They had a big laugh. It seemed that every time Snitch made a call to Pete Sgt Mike would duke him some cash. This intercepted call told us that Pete was helping Snitch make a little extra cash and that Pete had nothing to do with cocaine. It was all talk and lies. Snitch with the help of Pete was scamming Sgt Mike.
I shut the tap down before Lt Y and Sgt Mike arrived back at the office. I suppose there was no way to know we were part of a sting by two street wise guys. We hoped things like that don’t happen but after all we weren’t dealing with the most trustworthy individuals.
But that’s not the part of the story that’s significant. You can always be led down a wrong alley. The idea is when you find out its happening is to get out of it as quickly as you can and cut your losses, take your licks, and learn your lessons. But let me go on.

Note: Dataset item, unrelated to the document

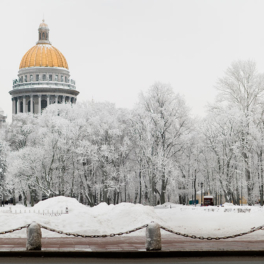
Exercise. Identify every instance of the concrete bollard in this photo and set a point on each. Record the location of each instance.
(153, 237)
(34, 236)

Several months and some wiretaps later Lt. Y and Sgt Mike came back in my office. Sgt Mike had information on this major cocaine dealer in another part of the county. He provided me with an affidavit that would have easily satisfied the probable cause necessary to submit a request for a wiretap warrant. Reading it, though, I had the feeling I’d seen this act before.

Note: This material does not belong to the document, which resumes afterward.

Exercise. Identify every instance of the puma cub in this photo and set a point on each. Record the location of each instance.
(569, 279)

So I asked Sgt Mike if the informant he was working with was Snitch. He said it was. I told Lt. Y and Sgt Mike not to let the door hit them on the butts as they left the office. I couldn’t believe Sgt Mike (and Lt. Y) were still working with the guy who had already scammed them.
To do any type of effective law enforcement work you need to work with people who are credible. To get a warrant you have to swear before a magistrate or judge that the informant has provided information that has been shown to be credible in the past. Once a person lies or give wrongful evidence he is no longer credible so you can’t do anything on his information.
That applies to law enforcement and it should apply to the mainstream media. But it doesn’t seem to. In the Marathon Terrorist Attack and the killing of Todashev we’ve been given information from media sources who have been proven wrong again and again. Yet it seems the news repeaters are still using them. It’s a strange situation.